# Build data

The objective of this notebook is to take the raw data and organize it in a way that is easier to work with, creating two folders containing the images and the corresponding labels (if they have a swimming pool).

In [15]:
# imports

import os
import shutil
import xml.etree.ElementTree as ET

In [4]:
# Constants

ROOT = os.getcwd()

# Raw Dataset 1
CANNES_IMAGES = ROOT + "\\Cannes\\images"
CANNES_LABELS = ROOT + "\\Cannes\\labels"

# Raw Dataset 2
SWIMMING_POOL_TRAINING_IMAGES = ROOT + "\\swimmingPool\\training\\images"
SWIMMING_POOL_TRAINING_LABELS = ROOT + "\\swimmingPool\\training\\labels"
SWIMMING_POOL_TESTING_IMAGES = ROOT + "\\swimmingPool\\testing\\images"
SWIMMING_POOL_TESTING_LABELS = ROOT + "\\swimmingPool\\testing\\labels"

# New Dataset
DATASET = ROOT + "\\dataset"
DATASET_IMAGES = DATASET + "\\images"
DATASET_LABELS = DATASET + "\\labels"

### 1. Create the folders

In [5]:
if not(os.path.exists(DATASET)):
    os.makedirs(DATASET)
if not(os.path.exists(DATASET_IMAGES)):
    os.makedirs(DATASET_IMAGES)
if not(os.path.exists(DATASET_LABELS)):
    os.makedirs(DATASET_LABELS)

### 2. Info about the raw data

In [6]:

list_cannes_images = os.listdir(CANNES_IMAGES)
list_cannes_labels = os.listdir(CANNES_LABELS)

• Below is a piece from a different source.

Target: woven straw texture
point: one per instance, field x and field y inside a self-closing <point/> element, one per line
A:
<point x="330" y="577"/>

list_sp_training_images = os.listdir(SWIMMING_POOL_TRAINING_IMAGES)
list_sp_testing_images = os.listdir(SWIMMING_POOL_TESTING_IMAGES)
list_sp_training_labels = os.listdir(SWIMMING_POOL_TRAINING_LABELS)
list_sp_testing_labels = os.listdir(SWIMMING_POOL_TESTING_LABELS)

print("The Cannes dataset has %s images" % len(list_cannes_images))
print("And %s are labeled" % len(list_cannes_labels))
dif_cannes = len(list_cannes_images) - len(list_cannes_labels)

print()

print("The swimming pool dataset has %s images" % (len(list_sp_testing_images) + len(list_sp_training_images)))
print("And %s are labeled" % (len(list_sp_training_labels) + len(list_sp_testing_labels)))
dif_sp = len(list_sp_testing_images) + len(list_sp_training_images) - len(list_sp_training_labels) - len(list_sp_testing_labels)

The Cannes dataset has 2401 images
And 1224 are labeled

The swimming pool dataset has 4696 images
And 2517 are labeled


### 3. Cannes raw data

In [8]:
cannes_labels_names = list(map(lambda v: v.split(".")[1], list_cannes_labels))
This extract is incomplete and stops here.